NVIDIA releases OpenGL 4.0 drivers

Are there any plans to support the GL_ARB_shading_language_include extension in the near future?

Seems to me it’s pretty trivial to implement such functionality in the text reading portion of your code. Why do you need an OpenGL extension for it?

The ease of implementation is low if your source doesn’t nest includes, and particularly if your source doesn’t bracket #includes with #ifs based on expressions.

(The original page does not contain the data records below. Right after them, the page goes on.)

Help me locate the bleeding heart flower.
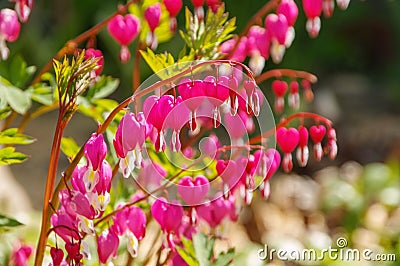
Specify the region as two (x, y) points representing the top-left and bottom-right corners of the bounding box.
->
(151, 197), (183, 233)
(85, 48), (104, 76)
(97, 229), (119, 264)
(144, 3), (161, 32)
(85, 133), (107, 171)
(303, 0), (323, 38)
(0, 8), (21, 60)
(50, 247), (64, 266)
(310, 125), (326, 143)
(178, 176), (210, 205)
(276, 127), (300, 153)
(108, 14), (140, 46)
(108, 14), (140, 63)
(276, 0), (299, 26)
(265, 14), (289, 45)
(15, 0), (33, 23)
(310, 125), (326, 161)
(296, 126), (309, 167)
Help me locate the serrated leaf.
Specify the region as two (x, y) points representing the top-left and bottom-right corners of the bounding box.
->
(180, 5), (236, 59)
(0, 128), (35, 145)
(140, 48), (175, 79)
(0, 147), (28, 165)
(0, 77), (32, 114)
(61, 137), (80, 159)
(212, 248), (235, 266)
(0, 214), (23, 228)
(129, 0), (173, 43)
(193, 233), (215, 266)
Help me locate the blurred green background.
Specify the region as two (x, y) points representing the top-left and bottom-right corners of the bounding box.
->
(0, 0), (400, 265)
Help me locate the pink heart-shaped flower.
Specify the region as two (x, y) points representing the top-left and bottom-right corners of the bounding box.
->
(265, 14), (289, 45)
(298, 126), (308, 147)
(204, 76), (229, 106)
(215, 160), (237, 184)
(310, 125), (326, 143)
(276, 127), (300, 153)
(271, 79), (288, 97)
(108, 14), (140, 45)
(178, 78), (204, 111)
(178, 175), (210, 205)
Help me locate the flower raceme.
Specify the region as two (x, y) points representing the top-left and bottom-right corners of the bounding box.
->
(0, 8), (21, 60)
(108, 14), (140, 63)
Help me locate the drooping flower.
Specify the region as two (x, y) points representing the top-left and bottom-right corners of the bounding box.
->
(163, 0), (182, 31)
(151, 197), (183, 233)
(247, 25), (270, 75)
(204, 76), (230, 128)
(85, 133), (107, 171)
(303, 0), (323, 38)
(137, 160), (167, 191)
(265, 14), (289, 64)
(165, 96), (190, 152)
(144, 3), (161, 49)
(143, 95), (175, 151)
(271, 79), (288, 113)
(85, 48), (104, 76)
(296, 126), (309, 167)
(113, 113), (147, 177)
(276, 0), (299, 48)
(219, 36), (248, 62)
(13, 0), (33, 23)
(197, 192), (237, 228)
(276, 127), (300, 172)
(288, 80), (300, 110)
(97, 229), (119, 264)
(83, 133), (107, 192)
(178, 175), (210, 205)
(50, 247), (66, 266)
(10, 243), (33, 266)
(310, 125), (326, 161)
(112, 205), (146, 257)
(108, 14), (140, 63)
(178, 78), (205, 131)
(0, 8), (21, 60)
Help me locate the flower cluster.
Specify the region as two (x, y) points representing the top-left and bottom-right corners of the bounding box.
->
(276, 125), (337, 172)
(220, 0), (350, 72)
(28, 0), (348, 265)
(0, 0), (33, 60)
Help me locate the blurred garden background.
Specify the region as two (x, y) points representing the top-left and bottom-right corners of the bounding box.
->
(0, 0), (400, 265)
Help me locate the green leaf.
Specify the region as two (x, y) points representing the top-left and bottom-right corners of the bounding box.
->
(175, 246), (199, 266)
(0, 214), (23, 228)
(86, 76), (119, 99)
(180, 5), (236, 59)
(140, 48), (175, 79)
(0, 77), (32, 114)
(61, 137), (81, 159)
(9, 55), (36, 87)
(0, 128), (35, 145)
(0, 147), (28, 165)
(193, 232), (215, 266)
(129, 0), (174, 43)
(212, 248), (235, 266)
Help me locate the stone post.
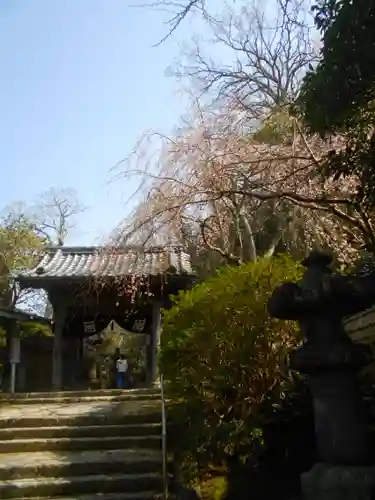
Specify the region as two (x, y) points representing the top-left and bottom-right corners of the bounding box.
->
(268, 252), (375, 500)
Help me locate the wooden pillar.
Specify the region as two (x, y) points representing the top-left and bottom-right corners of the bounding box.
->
(52, 304), (66, 391)
(148, 302), (161, 384)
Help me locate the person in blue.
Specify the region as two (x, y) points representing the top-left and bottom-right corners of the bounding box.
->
(116, 354), (129, 389)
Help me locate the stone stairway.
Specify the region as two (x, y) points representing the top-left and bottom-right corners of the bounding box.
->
(0, 389), (163, 500)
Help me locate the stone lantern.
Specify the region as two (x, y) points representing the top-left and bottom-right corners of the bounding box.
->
(268, 252), (375, 500)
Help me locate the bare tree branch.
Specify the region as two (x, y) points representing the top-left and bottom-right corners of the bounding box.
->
(173, 0), (317, 120)
(31, 189), (86, 245)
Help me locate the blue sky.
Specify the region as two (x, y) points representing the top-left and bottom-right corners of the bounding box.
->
(0, 0), (200, 244)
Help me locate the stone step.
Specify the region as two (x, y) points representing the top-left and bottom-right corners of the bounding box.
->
(0, 474), (163, 500)
(6, 491), (163, 500)
(0, 449), (162, 481)
(0, 436), (161, 453)
(0, 422), (161, 441)
(1, 393), (160, 405)
(0, 400), (161, 428)
(0, 412), (161, 431)
(0, 387), (160, 401)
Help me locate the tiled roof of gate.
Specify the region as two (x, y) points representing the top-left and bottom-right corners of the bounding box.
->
(16, 247), (194, 282)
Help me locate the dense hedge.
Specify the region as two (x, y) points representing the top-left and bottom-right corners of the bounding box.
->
(160, 256), (308, 476)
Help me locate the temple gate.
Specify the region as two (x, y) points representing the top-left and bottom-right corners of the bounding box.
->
(16, 247), (194, 390)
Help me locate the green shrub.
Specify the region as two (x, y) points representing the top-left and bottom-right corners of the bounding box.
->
(160, 256), (301, 466)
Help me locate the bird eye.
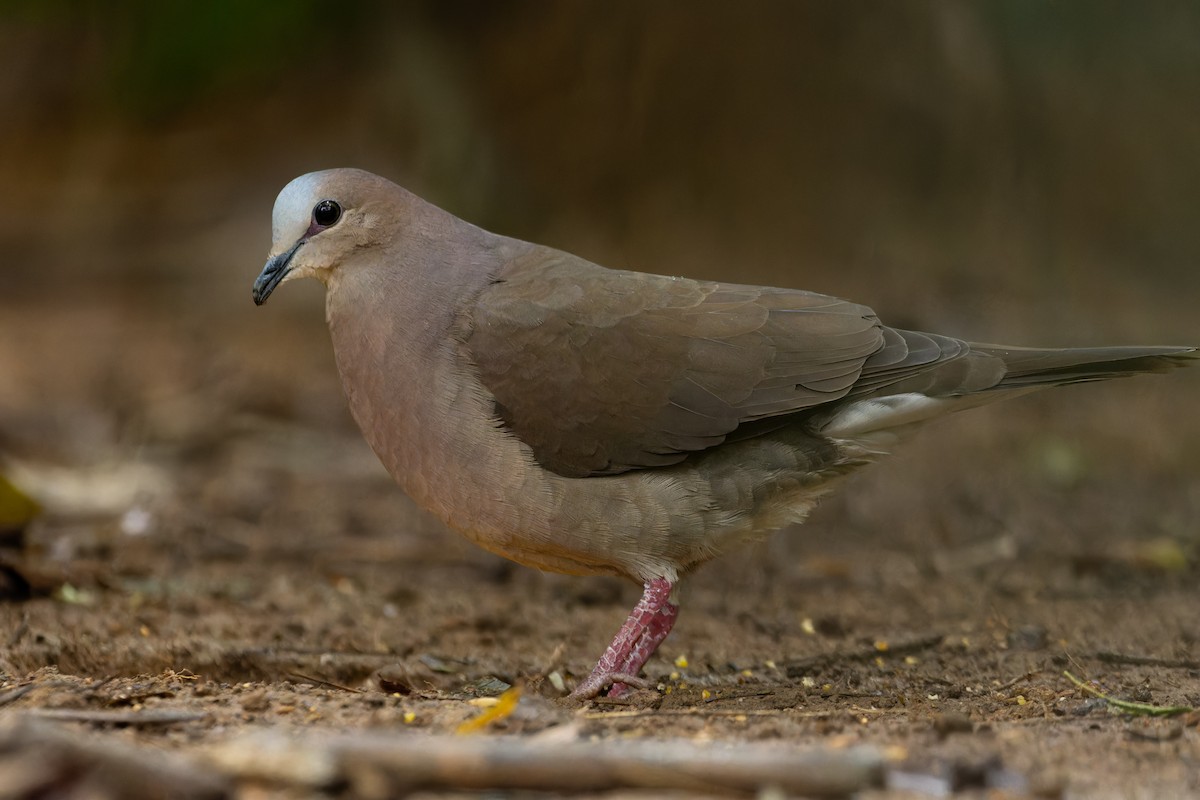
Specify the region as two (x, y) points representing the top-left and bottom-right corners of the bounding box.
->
(312, 200), (342, 228)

Bring those idioms into the mix and the problem grows in difficulty…

GLSL already has a preprocessor, the include feature just makes it more complete.

I have a custom preprocessor based on boost::wave, but this way it is really complicated if glsl internal macros are used. I am asking this because i want to get rid of the custom preprocessor.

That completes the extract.